The referendum cannot be adequately held as it would affect free democratic expression. The circumstances do not allow the campaign to run its normal course, which could have a deterring effect on voters,” the lawyers said in a statement.
It said the health conditions are even more worrying today with the emergence of the Covid variant Omicron, as its transmissibility and mortality are still unknown.
“In addition, considering the restrictions put in place limiting meetings and movement, the mourning ceremonies, essential to Kanak culture, cannot be performed, or else, in the rare occasions that they can be, are organised in degraded conditions with considerable risks for the participants.
“Seeing New Caledonia’s sensibilities, as a year of mourning has recently been announced, it cannot be considered that the referendum should be maintained on 12 December 2021,” the lawyers of the petition said.
The lawyers argue that the free expression of the right to vote and the principle of equality regarding the right to vote are gravely and illegally violated.
The hearing in front of the Council of state was held on Monday 06 December 2021. The judge should take her decision today or tomorrow.
Meanwhile, a pro-independence delegation from New Caledonia has left for New York to raise its opposition to the 12 December independence referendum with the United Nations.
New Caledonia has been on the UN decolonisation list since 1986.
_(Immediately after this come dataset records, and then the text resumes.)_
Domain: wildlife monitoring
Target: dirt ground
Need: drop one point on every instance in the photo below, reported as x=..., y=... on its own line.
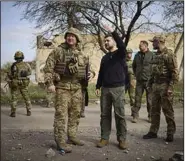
x=29, y=138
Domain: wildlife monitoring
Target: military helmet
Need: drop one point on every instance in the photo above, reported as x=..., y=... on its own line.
x=129, y=50
x=18, y=55
x=75, y=32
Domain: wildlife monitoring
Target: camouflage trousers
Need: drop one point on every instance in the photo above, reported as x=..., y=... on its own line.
x=160, y=99
x=130, y=89
x=115, y=97
x=85, y=99
x=140, y=87
x=67, y=103
x=25, y=95
x=49, y=98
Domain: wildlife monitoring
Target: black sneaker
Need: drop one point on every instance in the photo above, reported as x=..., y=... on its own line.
x=169, y=138
x=150, y=135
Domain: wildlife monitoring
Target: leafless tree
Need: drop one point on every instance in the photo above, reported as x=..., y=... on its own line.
x=126, y=17
x=173, y=16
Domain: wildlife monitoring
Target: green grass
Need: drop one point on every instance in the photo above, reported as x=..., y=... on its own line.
x=37, y=94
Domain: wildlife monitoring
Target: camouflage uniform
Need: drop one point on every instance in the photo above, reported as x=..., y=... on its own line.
x=85, y=96
x=49, y=96
x=142, y=70
x=131, y=86
x=18, y=80
x=65, y=68
x=164, y=76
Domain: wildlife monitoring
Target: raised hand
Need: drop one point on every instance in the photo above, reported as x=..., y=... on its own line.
x=108, y=28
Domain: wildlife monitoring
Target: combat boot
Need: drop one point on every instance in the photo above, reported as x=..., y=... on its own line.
x=28, y=113
x=122, y=145
x=12, y=114
x=75, y=141
x=169, y=138
x=64, y=147
x=102, y=143
x=150, y=135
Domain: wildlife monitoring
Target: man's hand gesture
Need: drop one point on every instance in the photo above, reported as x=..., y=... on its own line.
x=108, y=28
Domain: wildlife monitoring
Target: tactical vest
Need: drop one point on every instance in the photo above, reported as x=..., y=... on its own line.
x=129, y=64
x=160, y=70
x=70, y=59
x=20, y=70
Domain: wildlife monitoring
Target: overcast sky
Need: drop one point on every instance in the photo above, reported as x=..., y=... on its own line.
x=19, y=34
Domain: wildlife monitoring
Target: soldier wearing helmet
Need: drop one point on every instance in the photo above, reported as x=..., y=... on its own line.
x=18, y=81
x=164, y=75
x=131, y=83
x=65, y=70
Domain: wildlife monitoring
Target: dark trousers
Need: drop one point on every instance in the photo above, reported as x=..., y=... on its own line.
x=115, y=97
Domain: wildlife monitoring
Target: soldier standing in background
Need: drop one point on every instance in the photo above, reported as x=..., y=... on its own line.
x=131, y=84
x=18, y=81
x=85, y=94
x=142, y=70
x=164, y=76
x=64, y=70
x=49, y=94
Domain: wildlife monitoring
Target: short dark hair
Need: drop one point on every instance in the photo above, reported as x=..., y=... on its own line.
x=108, y=35
x=144, y=42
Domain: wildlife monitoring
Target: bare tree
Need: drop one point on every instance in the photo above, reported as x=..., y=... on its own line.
x=126, y=17
x=173, y=16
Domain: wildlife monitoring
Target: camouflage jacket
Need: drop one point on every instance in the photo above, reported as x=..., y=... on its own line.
x=19, y=71
x=58, y=55
x=141, y=65
x=164, y=68
x=129, y=64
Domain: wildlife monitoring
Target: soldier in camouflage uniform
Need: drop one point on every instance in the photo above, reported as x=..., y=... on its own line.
x=85, y=95
x=65, y=69
x=142, y=69
x=49, y=95
x=18, y=80
x=164, y=76
x=130, y=87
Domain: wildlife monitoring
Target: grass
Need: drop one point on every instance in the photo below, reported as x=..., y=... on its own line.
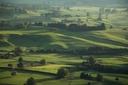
x=42, y=37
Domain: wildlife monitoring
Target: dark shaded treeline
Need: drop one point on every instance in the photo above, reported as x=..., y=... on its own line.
x=77, y=27
x=88, y=51
x=67, y=2
x=102, y=68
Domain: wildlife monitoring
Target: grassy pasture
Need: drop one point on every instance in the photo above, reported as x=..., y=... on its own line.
x=62, y=39
x=41, y=37
x=23, y=76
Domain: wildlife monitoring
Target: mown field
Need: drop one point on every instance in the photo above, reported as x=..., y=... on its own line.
x=62, y=39
x=56, y=61
x=41, y=37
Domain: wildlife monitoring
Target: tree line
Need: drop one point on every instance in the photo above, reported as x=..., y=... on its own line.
x=88, y=51
x=91, y=64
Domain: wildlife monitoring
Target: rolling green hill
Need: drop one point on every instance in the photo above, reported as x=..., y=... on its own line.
x=62, y=39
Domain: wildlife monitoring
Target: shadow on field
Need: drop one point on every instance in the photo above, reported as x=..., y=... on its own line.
x=5, y=77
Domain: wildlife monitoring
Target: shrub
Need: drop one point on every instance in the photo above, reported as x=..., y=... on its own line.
x=20, y=59
x=43, y=62
x=92, y=60
x=31, y=81
x=17, y=51
x=10, y=65
x=117, y=79
x=99, y=77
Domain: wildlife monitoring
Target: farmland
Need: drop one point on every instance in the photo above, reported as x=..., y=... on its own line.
x=61, y=46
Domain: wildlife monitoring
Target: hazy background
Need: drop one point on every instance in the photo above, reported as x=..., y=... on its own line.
x=69, y=2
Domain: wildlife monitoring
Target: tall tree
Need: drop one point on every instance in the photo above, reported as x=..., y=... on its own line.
x=31, y=81
x=92, y=60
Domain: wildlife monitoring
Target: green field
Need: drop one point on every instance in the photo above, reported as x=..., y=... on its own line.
x=62, y=39
x=40, y=37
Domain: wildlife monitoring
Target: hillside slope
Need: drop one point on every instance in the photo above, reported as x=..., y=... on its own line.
x=43, y=38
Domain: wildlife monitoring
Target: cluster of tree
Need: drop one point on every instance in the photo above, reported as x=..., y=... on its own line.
x=30, y=81
x=6, y=24
x=67, y=15
x=99, y=77
x=19, y=10
x=107, y=69
x=85, y=76
x=43, y=62
x=76, y=27
x=102, y=50
x=20, y=64
x=126, y=10
x=57, y=25
x=13, y=73
x=6, y=56
x=54, y=13
x=17, y=51
x=25, y=25
x=38, y=24
x=12, y=10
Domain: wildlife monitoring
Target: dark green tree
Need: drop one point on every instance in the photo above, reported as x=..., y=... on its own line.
x=43, y=62
x=89, y=83
x=92, y=60
x=117, y=79
x=31, y=81
x=20, y=60
x=20, y=65
x=62, y=72
x=99, y=77
x=17, y=51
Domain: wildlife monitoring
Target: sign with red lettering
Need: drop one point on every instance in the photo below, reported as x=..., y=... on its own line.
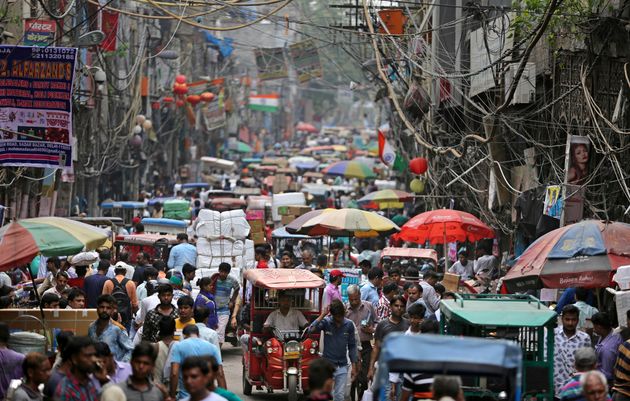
x=36, y=106
x=39, y=32
x=109, y=24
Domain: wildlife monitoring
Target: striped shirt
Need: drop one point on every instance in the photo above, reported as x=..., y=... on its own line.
x=622, y=370
x=572, y=390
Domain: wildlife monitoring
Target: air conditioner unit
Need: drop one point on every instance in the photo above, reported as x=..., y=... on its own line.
x=526, y=88
x=32, y=9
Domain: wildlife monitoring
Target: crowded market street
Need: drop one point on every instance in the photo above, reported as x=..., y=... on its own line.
x=303, y=200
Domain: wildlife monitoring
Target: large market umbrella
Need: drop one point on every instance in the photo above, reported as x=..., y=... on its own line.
x=303, y=162
x=22, y=240
x=347, y=223
x=583, y=254
x=241, y=147
x=386, y=199
x=324, y=148
x=443, y=226
x=350, y=169
x=294, y=226
x=302, y=126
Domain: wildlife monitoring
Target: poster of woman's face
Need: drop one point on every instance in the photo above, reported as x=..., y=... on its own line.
x=579, y=156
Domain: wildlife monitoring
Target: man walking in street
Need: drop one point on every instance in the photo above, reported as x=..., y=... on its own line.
x=151, y=326
x=429, y=295
x=585, y=360
x=11, y=361
x=191, y=346
x=182, y=253
x=226, y=292
x=104, y=330
x=363, y=316
x=369, y=292
x=139, y=386
x=77, y=386
x=124, y=292
x=394, y=323
x=195, y=372
x=332, y=292
x=339, y=343
x=94, y=284
x=567, y=340
x=383, y=307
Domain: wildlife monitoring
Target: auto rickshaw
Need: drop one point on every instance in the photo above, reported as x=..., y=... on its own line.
x=489, y=369
x=126, y=210
x=164, y=226
x=279, y=361
x=225, y=204
x=416, y=256
x=157, y=246
x=519, y=318
x=280, y=238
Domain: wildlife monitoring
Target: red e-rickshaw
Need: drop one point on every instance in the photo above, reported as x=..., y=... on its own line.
x=279, y=360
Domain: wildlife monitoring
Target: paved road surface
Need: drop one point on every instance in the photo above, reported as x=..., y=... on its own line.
x=233, y=371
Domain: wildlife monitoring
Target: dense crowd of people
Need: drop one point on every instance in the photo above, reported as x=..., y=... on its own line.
x=155, y=338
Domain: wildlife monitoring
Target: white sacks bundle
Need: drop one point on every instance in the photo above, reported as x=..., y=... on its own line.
x=223, y=247
x=212, y=224
x=221, y=237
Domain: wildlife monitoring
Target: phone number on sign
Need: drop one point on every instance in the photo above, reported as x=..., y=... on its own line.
x=53, y=53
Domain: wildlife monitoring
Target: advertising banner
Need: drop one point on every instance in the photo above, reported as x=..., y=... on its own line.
x=305, y=59
x=214, y=113
x=577, y=169
x=109, y=23
x=271, y=63
x=36, y=106
x=39, y=32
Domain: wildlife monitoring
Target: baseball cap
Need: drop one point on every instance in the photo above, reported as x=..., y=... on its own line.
x=176, y=280
x=336, y=273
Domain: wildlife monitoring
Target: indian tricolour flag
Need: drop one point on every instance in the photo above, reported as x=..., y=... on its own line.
x=269, y=102
x=388, y=154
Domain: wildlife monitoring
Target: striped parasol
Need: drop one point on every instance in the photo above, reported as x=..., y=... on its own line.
x=344, y=223
x=350, y=169
x=22, y=240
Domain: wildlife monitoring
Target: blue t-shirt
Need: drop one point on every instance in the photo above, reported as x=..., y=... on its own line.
x=191, y=347
x=223, y=293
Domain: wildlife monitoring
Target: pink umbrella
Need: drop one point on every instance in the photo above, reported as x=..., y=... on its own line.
x=302, y=126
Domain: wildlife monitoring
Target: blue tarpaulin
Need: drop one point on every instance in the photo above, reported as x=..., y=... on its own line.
x=224, y=45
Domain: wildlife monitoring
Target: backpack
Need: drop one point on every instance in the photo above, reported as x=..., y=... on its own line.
x=122, y=299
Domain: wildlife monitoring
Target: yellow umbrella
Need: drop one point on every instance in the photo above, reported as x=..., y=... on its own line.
x=348, y=223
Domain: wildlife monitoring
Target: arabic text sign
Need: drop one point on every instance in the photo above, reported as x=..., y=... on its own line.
x=36, y=106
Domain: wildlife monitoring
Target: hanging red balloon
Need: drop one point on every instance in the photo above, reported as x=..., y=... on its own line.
x=418, y=165
x=207, y=97
x=180, y=89
x=193, y=99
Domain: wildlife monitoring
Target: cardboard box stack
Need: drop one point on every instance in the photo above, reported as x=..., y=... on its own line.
x=256, y=220
x=290, y=213
x=222, y=237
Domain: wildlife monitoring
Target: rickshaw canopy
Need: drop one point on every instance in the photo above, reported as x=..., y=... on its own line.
x=146, y=239
x=481, y=310
x=421, y=253
x=448, y=355
x=283, y=233
x=123, y=205
x=283, y=279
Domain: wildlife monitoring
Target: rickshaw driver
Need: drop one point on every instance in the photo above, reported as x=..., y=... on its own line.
x=285, y=318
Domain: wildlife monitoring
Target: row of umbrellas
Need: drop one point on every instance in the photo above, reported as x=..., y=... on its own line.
x=581, y=254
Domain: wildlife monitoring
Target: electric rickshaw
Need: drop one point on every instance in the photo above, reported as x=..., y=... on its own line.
x=279, y=359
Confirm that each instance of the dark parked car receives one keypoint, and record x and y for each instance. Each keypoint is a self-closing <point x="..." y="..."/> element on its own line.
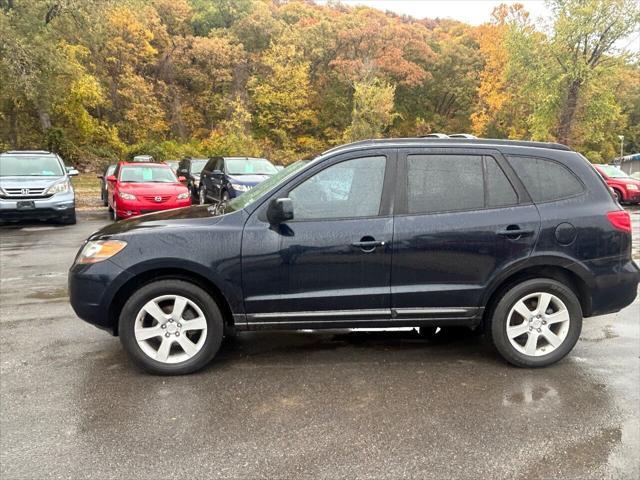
<point x="108" y="171"/>
<point x="174" y="164"/>
<point x="520" y="239"/>
<point x="224" y="178"/>
<point x="190" y="169"/>
<point x="36" y="185"/>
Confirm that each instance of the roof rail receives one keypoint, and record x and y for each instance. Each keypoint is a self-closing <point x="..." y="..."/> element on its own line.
<point x="435" y="135"/>
<point x="462" y="135"/>
<point x="14" y="152"/>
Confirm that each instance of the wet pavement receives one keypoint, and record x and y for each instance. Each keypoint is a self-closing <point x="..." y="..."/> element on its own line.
<point x="299" y="405"/>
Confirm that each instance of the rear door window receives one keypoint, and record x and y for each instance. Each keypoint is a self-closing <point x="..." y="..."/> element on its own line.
<point x="546" y="180"/>
<point x="441" y="183"/>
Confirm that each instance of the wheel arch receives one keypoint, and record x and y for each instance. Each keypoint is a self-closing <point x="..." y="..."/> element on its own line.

Because of the pandemic, the pro-independence parties say they will neither take part in the vote, nor recognise its result.
France has refused to postpone the vote despite repeated pleas by pro-independence parties to defer it.
New Caledonia’s public broadcaster said the Congress president, Roch Wamytan, left Noumea at the weekend after the pro-independence parties said they would not respect the referendum outcome.
Wamytan was a signatory for a pro-independence party of the 1998 Noumea Accord which provided for three referendums by 2022.
The pro-independence parties wanted the third referendum to be held next year, but Paris decided to hold it this month.
In last year’s second referendum, just over 53 percent voted against independence.
French presidential candidate Jean-Luc Melenchon said it’s not too late to postpone the referendum.
Melenchon said by refusing to defer it to next year, President Emmanuel Macron risks breaking New Caledonia’s equilibrium and recreating the conditions of its conflict now kept in check with the Noumea Accord.
He said endangering the peace in New Caledonia could be an election strategy for Macron to appear as a law-and-order candidate.
Melenchon has urged him to put a postponement of the referendum on Wednesday’s government agenda.
France, which deems the pandemic to be under control, has flown in almost 2,000 extra police, including riot squads, to provide security for the referendum.
The call to postpone the vote is being backed by civil society figures internationally.